Enfin, notre cinquième et dernier point consiste à piloter ces implantations. Autrement dit, à coordonner les élus, mais aussi les services archéologiques et environnementaux pour optimiser les démarches de l'industriels. En réalité, cela a déjà été fait : certains projets avec de gros investissements ont bénéficié d'un pilotage centralisé de l'administration. Il faut généraliser ce pilotage, à l'échelon préfectoral, afin de coordonner les différents services. Cela existe déjà, mais ce n'est pas encore systématisé.

En résumé donc, il faut sécuriser, anticiper, fluidifier, accélérer et piloter
 

Certaines industries vont-elles être privilégiées par rapport à d'autres ? Chartres a failli accueillir la plateforme logistique d'un géant du web...

Non. Cela a été fait dans le passé, par exemple pour l'éolien, mais nous ne nous sommes pas lancé dans une réglementation sectorielle. Toute industrie, quelle que soit sa taille, son origine, son secteur d'activités, est concernée par ce rapport. Et concernant la deuxième partie de votre question, je n'ai pas utilisé le rapport pour faire de la politique locale : il n'y a pas de sujet là-dessus.

 

 Quelles retombées sont espérées, notamment en termes d'emploi ?


Il faut savoir qu'à l'heure actuelle la France est classée 107e sur 140 pays en terme de fardeau administratif pesant sur les industriels ! Encourager l'implantation d'entreprise, c'est aussi dynamiser l'emploi. Même si l'effet positif nécessaire n'est pas directement quantifiable, nous recommandons des actions concrètes. On pourrait dans certains cas diviser par deux la procédure qui pèse sur les implantations d'usines.

Par exemple, l'une des entreprises nous a raconté avoir mené une étude sur la population de chauve-souris, comme la réglementation l'y oblige. Sauf qu'on lui fait remarquer que son étude a été réalisé à 21h au lieu de 22h, et qu'elle doit recommencer... au mois d'avril de l'année suivante ! Avec un meilleur accompagnement, cette usine n'aurait pas perdu un an en démarches !
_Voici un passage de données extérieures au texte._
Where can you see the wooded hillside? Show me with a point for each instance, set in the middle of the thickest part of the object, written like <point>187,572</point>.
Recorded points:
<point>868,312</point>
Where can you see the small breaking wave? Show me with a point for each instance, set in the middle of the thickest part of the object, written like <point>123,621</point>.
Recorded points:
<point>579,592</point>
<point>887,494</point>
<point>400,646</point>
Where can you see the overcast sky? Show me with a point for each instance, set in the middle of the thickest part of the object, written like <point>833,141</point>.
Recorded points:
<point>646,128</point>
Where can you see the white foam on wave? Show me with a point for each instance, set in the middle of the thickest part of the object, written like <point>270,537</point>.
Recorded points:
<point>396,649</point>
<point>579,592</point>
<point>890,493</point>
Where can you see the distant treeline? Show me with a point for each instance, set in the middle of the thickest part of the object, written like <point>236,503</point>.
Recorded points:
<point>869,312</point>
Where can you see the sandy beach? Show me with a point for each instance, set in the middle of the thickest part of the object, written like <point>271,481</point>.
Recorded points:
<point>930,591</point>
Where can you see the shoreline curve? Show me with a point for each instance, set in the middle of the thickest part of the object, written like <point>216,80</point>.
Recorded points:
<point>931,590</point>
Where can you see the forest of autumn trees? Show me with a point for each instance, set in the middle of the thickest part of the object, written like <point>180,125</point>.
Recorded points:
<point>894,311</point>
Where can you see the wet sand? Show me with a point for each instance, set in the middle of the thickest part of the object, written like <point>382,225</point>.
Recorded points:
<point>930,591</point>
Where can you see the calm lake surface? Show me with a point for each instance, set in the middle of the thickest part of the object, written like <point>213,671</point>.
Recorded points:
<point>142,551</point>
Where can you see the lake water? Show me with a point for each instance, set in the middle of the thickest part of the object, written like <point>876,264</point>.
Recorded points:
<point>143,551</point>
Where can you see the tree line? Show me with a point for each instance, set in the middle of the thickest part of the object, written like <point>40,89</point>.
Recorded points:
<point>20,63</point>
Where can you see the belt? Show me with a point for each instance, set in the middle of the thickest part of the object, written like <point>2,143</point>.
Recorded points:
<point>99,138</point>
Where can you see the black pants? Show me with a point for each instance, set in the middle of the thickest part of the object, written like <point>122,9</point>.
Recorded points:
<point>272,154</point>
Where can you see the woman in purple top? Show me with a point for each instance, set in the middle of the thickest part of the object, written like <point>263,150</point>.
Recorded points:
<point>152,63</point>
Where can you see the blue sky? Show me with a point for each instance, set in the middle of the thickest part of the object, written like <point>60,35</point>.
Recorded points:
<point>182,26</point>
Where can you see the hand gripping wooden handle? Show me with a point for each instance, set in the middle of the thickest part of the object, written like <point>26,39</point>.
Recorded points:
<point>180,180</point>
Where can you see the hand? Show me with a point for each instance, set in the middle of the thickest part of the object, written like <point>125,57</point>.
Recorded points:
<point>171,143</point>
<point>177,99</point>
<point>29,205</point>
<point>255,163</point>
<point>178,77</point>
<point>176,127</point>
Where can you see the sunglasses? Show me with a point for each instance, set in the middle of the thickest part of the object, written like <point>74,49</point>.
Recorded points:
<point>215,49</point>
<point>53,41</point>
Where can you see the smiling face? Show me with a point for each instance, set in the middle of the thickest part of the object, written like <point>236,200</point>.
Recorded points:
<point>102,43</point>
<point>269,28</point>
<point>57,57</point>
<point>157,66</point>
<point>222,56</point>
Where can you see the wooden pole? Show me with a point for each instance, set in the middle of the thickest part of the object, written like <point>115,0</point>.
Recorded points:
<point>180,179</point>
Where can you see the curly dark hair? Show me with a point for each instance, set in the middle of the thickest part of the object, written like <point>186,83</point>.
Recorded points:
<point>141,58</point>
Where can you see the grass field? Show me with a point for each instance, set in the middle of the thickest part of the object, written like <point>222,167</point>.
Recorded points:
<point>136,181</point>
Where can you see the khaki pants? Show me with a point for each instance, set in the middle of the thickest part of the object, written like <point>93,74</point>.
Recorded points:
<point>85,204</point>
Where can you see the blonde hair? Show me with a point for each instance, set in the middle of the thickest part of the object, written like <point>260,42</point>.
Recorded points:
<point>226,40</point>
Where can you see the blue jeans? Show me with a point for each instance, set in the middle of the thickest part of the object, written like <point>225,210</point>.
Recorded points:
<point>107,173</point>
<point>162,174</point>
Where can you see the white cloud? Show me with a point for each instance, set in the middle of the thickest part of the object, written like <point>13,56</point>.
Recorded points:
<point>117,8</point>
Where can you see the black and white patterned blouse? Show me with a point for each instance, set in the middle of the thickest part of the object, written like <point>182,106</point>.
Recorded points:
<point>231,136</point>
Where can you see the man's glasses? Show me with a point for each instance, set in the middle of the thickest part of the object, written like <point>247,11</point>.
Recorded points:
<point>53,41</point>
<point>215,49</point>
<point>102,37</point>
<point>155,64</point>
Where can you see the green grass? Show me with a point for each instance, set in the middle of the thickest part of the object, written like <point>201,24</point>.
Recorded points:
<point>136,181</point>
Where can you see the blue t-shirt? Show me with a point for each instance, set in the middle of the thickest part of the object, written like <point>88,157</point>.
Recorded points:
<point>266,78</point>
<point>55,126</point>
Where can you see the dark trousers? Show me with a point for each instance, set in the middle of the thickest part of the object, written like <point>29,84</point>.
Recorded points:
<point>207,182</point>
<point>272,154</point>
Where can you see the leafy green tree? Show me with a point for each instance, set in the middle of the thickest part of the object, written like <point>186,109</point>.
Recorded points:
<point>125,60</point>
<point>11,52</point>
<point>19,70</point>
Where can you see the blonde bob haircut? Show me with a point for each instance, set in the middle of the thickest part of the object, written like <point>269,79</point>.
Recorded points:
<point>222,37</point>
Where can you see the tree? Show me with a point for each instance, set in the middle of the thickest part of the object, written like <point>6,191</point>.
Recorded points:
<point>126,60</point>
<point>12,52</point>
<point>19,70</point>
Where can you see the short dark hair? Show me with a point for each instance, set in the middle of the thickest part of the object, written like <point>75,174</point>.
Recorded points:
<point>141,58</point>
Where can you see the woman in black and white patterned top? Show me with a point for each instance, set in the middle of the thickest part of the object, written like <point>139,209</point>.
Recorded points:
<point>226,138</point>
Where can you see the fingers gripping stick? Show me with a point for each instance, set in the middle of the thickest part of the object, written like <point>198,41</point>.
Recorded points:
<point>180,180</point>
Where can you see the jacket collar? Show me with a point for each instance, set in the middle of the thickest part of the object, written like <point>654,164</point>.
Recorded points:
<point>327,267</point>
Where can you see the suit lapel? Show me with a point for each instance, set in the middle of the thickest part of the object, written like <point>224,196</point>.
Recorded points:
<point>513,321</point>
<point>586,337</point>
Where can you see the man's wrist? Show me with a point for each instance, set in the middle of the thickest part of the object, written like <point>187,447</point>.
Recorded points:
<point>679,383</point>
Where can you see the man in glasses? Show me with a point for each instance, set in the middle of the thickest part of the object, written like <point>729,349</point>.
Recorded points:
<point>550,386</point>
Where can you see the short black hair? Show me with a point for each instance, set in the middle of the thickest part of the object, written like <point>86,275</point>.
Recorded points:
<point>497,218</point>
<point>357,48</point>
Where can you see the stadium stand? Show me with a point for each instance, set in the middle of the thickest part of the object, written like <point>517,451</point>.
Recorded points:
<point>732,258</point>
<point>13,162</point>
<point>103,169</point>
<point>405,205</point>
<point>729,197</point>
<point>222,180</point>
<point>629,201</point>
Donc l'effet attendu serait de gagner significativement dans le classement, de donner à la France une image forte et attractive et donc de faciliter les implantations sur le territoire. Cela dit il faut rester prudent, car ce fardeau administratif est loin d'être le seul paramètre à prendre en compte. D'autres variables entrent en ligne de mire, notamment la politique économique dans son ensemble.